そしてこのさつまいもの和紙を用いて五島の伝統民芸品である「ばらもん凧」を作っている。今後、新上五島役場と密接に連携し地元の活性化に繋げていきたい。

現在、包装容器の削減やリサイクルなどでゴミの排出を抑える取り組みがされている。そこで、さつまいもの和紙が利用できるのではないかと考えている。商品のラベルを作り全てさつまいもから作った商品として普及させることができれば、天然のものを使うことにより廃棄する際に地球にやさしいラベルとなる。これらの研究成果を普及させることで、処分されていた食品や農業廃棄物を有効活用することにより、廃棄物が減ることや食糧問題について地球環境問題に配慮することができた。

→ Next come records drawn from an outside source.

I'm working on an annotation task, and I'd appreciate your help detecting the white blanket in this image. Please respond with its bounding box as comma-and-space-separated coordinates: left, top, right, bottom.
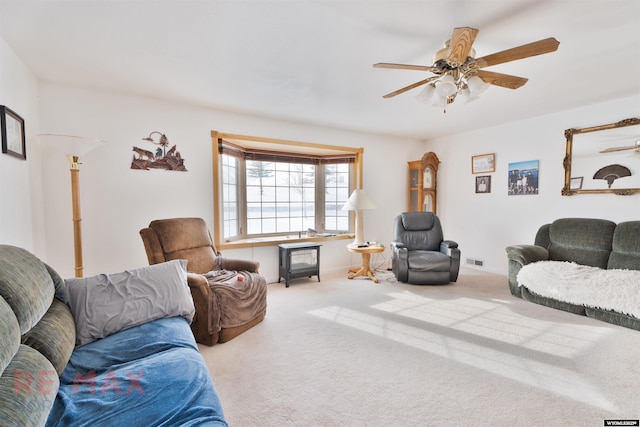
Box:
517, 261, 640, 318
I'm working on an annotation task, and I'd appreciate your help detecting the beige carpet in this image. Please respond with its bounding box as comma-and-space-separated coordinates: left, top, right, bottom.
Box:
200, 269, 640, 427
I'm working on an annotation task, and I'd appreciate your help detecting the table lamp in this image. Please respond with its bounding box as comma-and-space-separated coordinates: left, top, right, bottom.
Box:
342, 188, 377, 245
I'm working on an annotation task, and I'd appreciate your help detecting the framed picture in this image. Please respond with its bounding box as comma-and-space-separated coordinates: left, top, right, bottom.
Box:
471, 153, 496, 173
476, 175, 491, 193
0, 105, 27, 160
569, 176, 584, 190
507, 160, 540, 196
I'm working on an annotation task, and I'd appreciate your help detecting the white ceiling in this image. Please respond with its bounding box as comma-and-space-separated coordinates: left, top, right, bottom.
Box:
0, 0, 640, 139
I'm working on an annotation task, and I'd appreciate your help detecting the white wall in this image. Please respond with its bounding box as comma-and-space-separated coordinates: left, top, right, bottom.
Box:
0, 38, 44, 254
40, 83, 423, 281
6, 30, 640, 280
425, 94, 640, 274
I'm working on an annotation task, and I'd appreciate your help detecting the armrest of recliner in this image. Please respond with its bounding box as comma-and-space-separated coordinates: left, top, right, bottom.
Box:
140, 227, 166, 265
187, 273, 218, 342
389, 241, 409, 282
440, 240, 458, 256
506, 245, 549, 266
219, 257, 260, 273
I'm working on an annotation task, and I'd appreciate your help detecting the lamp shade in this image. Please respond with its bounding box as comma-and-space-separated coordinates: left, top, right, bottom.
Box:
342, 189, 377, 211
38, 133, 104, 157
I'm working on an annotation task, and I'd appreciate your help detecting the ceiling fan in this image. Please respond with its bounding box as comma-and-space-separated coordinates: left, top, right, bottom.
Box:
600, 139, 640, 154
373, 27, 560, 112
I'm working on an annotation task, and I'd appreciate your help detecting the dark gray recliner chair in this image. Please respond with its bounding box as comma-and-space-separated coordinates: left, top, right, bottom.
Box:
391, 212, 460, 285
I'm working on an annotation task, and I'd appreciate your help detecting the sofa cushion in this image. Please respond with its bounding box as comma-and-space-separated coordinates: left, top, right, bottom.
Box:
65, 260, 195, 346
0, 297, 20, 375
22, 298, 76, 375
549, 218, 616, 268
0, 345, 60, 427
607, 221, 640, 270
0, 245, 55, 334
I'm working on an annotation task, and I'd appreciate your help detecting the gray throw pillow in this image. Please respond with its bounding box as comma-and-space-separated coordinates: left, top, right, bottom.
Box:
65, 260, 195, 346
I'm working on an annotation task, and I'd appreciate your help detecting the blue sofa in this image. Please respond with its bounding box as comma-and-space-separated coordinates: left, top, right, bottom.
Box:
0, 245, 227, 426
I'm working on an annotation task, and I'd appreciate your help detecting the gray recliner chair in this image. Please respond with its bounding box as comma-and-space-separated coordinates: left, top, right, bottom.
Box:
390, 212, 460, 285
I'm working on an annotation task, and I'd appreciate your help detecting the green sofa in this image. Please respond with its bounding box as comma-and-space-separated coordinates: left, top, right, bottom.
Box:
506, 218, 640, 330
0, 245, 228, 427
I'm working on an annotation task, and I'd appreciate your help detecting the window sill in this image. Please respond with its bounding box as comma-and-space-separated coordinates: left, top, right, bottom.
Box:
216, 234, 354, 250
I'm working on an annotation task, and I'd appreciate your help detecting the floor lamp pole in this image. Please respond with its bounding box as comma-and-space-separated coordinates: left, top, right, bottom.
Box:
67, 156, 83, 277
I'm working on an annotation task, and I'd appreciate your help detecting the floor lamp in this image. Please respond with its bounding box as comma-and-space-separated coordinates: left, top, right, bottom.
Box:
38, 133, 103, 277
342, 189, 377, 245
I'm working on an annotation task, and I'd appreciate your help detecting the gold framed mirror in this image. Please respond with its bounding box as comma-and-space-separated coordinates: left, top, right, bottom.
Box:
562, 118, 640, 196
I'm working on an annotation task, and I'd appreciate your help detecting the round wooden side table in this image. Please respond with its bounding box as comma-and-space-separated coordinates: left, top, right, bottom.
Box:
347, 244, 384, 283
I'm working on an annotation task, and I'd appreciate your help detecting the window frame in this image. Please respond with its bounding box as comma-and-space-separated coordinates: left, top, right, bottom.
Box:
211, 130, 364, 249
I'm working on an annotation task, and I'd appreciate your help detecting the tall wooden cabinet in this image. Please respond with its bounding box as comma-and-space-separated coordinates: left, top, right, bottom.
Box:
408, 151, 440, 213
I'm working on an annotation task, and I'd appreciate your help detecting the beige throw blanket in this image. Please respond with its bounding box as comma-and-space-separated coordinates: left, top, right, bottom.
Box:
517, 261, 640, 318
204, 270, 267, 333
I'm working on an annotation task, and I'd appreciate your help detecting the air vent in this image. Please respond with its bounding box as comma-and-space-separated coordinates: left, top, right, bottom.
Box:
467, 258, 484, 267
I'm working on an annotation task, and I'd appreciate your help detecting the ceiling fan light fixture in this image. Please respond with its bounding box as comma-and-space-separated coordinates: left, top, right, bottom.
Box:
436, 74, 458, 98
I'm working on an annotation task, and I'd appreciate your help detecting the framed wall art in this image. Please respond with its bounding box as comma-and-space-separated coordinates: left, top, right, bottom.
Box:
508, 160, 540, 196
471, 153, 496, 173
476, 175, 491, 193
0, 105, 27, 160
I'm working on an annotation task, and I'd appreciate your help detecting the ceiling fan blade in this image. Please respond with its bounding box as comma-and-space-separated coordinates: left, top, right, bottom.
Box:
476, 70, 529, 89
476, 37, 560, 68
373, 62, 440, 72
383, 76, 440, 98
447, 27, 478, 67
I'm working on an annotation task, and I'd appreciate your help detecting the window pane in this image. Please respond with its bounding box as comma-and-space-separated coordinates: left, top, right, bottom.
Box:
221, 155, 240, 239
324, 163, 350, 231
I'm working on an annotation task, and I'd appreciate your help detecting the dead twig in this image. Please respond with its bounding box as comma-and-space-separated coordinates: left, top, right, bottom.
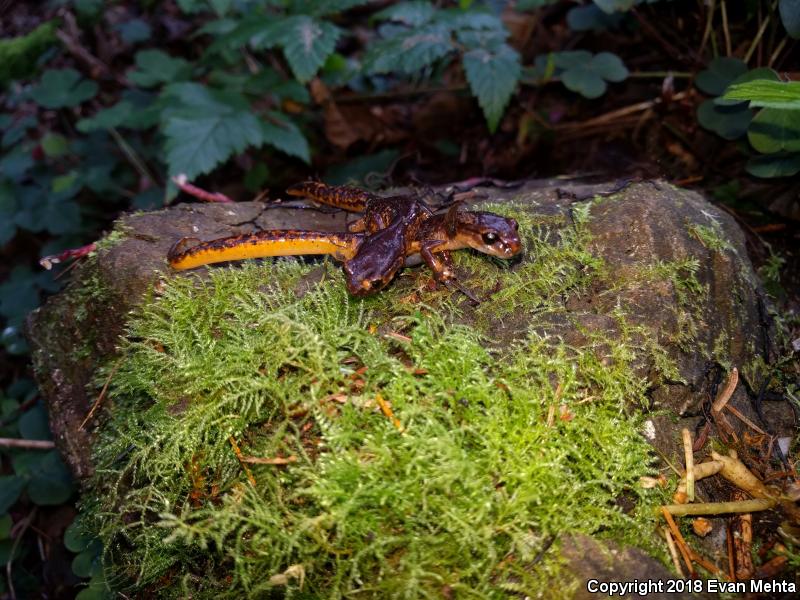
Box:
78, 361, 122, 429
228, 436, 256, 487
239, 454, 297, 466
681, 427, 694, 502
172, 173, 233, 203
661, 498, 777, 517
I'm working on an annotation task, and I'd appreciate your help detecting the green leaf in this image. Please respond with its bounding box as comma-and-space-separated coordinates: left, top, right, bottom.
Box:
714, 67, 780, 106
128, 50, 192, 87
591, 52, 628, 82
364, 24, 455, 75
261, 112, 311, 163
75, 569, 111, 600
697, 100, 753, 140
745, 154, 800, 177
0, 514, 13, 540
0, 115, 38, 148
0, 179, 18, 247
17, 404, 51, 440
162, 83, 264, 179
464, 44, 522, 132
39, 131, 69, 158
114, 19, 152, 44
280, 16, 341, 83
72, 547, 100, 579
64, 519, 92, 553
747, 108, 800, 154
31, 69, 97, 108
28, 450, 75, 506
723, 79, 800, 110
75, 100, 134, 133
778, 0, 800, 40
373, 0, 436, 27
0, 146, 33, 181
0, 475, 25, 514
594, 0, 636, 14
695, 57, 747, 96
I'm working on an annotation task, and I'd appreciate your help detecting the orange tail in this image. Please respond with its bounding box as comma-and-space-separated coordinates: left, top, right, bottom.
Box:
167, 229, 363, 271
286, 181, 375, 212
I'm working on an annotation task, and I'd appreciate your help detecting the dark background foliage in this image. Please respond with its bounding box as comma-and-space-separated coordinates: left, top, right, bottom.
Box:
0, 0, 800, 598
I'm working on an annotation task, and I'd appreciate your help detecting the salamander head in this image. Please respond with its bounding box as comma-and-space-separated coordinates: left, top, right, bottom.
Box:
456, 211, 522, 258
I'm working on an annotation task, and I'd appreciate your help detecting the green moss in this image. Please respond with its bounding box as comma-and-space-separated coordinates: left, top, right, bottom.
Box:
686, 221, 733, 252
83, 255, 657, 598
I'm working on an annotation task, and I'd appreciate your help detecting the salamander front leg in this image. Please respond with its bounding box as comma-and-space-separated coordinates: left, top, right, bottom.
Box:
419, 240, 481, 305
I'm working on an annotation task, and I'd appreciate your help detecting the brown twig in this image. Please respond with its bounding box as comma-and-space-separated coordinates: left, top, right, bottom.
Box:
172, 174, 233, 202
78, 361, 122, 429
711, 367, 739, 413
239, 454, 297, 465
228, 436, 256, 487
661, 506, 694, 576
0, 438, 56, 450
681, 427, 694, 502
39, 242, 97, 271
375, 394, 406, 433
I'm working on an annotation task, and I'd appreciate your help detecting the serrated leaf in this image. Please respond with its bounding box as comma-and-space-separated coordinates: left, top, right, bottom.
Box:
364, 24, 454, 75
561, 66, 608, 98
162, 83, 264, 179
261, 112, 311, 163
550, 50, 592, 70
567, 4, 622, 31
745, 154, 800, 178
114, 19, 152, 44
0, 514, 13, 540
27, 450, 75, 506
778, 0, 800, 40
39, 131, 69, 158
747, 108, 800, 154
464, 44, 522, 132
31, 69, 97, 108
64, 519, 92, 553
697, 100, 753, 140
694, 57, 747, 96
723, 79, 800, 110
590, 52, 628, 82
75, 100, 134, 133
17, 404, 50, 440
594, 0, 636, 14
0, 475, 25, 514
0, 115, 38, 148
128, 50, 191, 87
373, 0, 436, 27
280, 16, 341, 83
714, 67, 780, 106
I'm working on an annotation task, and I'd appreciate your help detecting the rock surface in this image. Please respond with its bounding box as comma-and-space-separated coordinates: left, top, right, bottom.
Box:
28, 181, 788, 479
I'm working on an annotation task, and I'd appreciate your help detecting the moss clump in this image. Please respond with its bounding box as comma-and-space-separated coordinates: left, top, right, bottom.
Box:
83, 248, 655, 598
686, 221, 733, 252
0, 20, 58, 88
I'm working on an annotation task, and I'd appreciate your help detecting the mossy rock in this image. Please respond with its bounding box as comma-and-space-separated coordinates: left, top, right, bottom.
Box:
23, 182, 790, 598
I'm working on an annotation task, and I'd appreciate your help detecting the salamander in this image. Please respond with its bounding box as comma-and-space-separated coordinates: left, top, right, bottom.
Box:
167, 229, 364, 271
167, 182, 521, 296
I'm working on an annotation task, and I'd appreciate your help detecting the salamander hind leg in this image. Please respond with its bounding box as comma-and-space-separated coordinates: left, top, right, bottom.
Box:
286, 181, 375, 212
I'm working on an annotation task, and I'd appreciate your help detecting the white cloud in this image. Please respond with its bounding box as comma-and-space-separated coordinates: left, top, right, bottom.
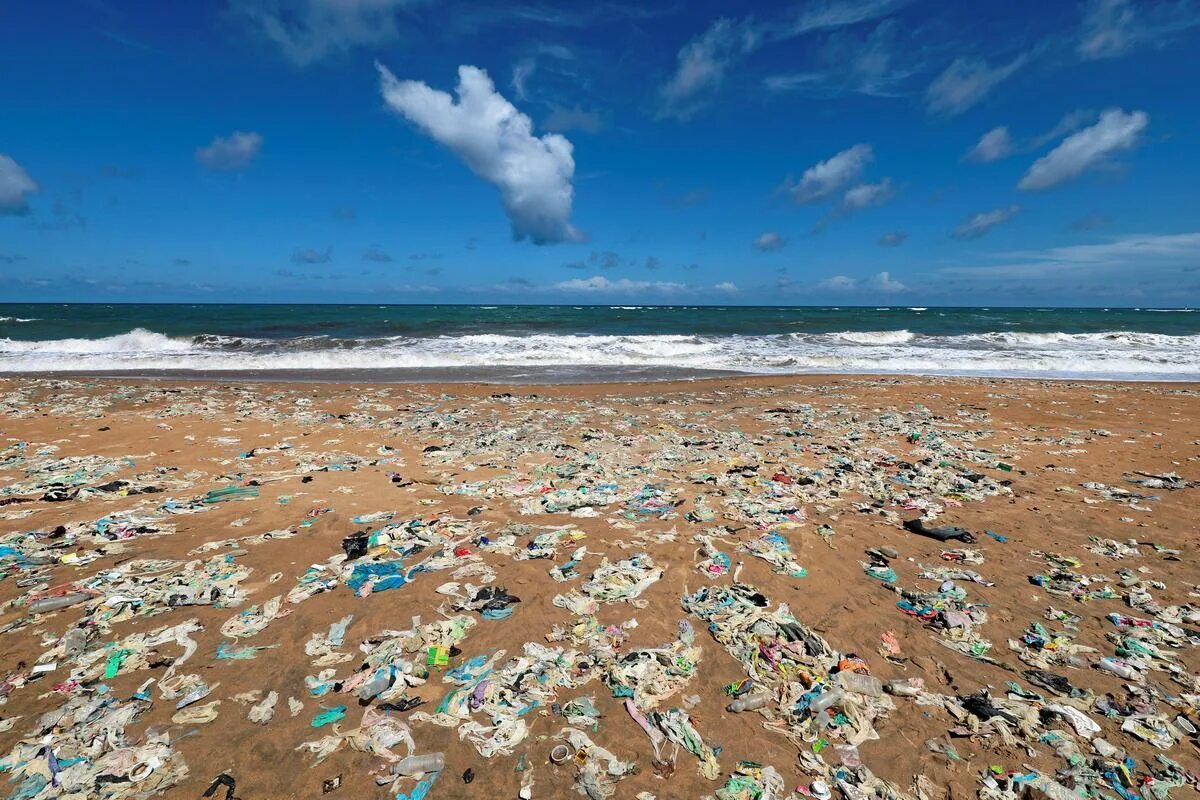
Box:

今回の研究内容として、農業廃棄物の有効利用法や「かんころ」の消費拡大という目的で取り組んできた。さつまいもの全てを使うことにより、五島の活性化だけでなく、蔓を処分する手間も省け、焼却処分するのに比べて二酸化炭素量が少なくなる。結果として、廃棄物を生じない「ゼロ・エミッション」を達成することができ、付加価値もつけることもできた。

本研究成果である商品を普及させるためにウエスレヤン大学や上五島町役場と連携し、地元のイベントでPR活動を行うことができ、販売実績として8ヶ月で18,000個売り上げることができた。そして、地元農家やかんころ生産者の活性化が期待され、世界遺産登録後のお土産品としての「かんころ」のPRにも貢献することができ、なにより地球環境問題や食品の問題に少し役に立つのではないかと思われる。

今回の活動を通して、さつまいもの基礎知識や栽培方法を学ぶことができた。また、長崎県特有の離島と連携した商品化を通して、世界遺産PRのための海外を含めたグローバル的な新しい地域活性化を学ぶことができた。

今後は、商品やさつまいもの和紙を海外の観光客の方がわかりやすい商品としての改良多言語表記に置き換えていくことや「かんころ」を使った新たな商品を開発することで、「かんころ」のさらなる消費拡大に繋げていきたい。また、他に発生する農業廃棄物でも同じことができるか検討していき農業を活性化させ、地球環境にやさしい農業となるように私達農業高校生が手助けできるようにしていきたい。

そして、継続して「オール長崎」として地産地消を進めていくためにも、長崎県、新上五島町、農業生産者、企業、大学と密接に連携し、さらなる活性化を目指していきたい。

地元の食材を使用する「地産地消」の推進、フードマイレージを念頭に置いた商品開発。生産過程で生じる廃棄物を活かしたゼロ・エミッション。様々な困難を私達高校生という若い力で一歩一歩乗り越えていき、農業の無駄をなくし、「もったいない」の精神でこれからも継続していきたいと思う。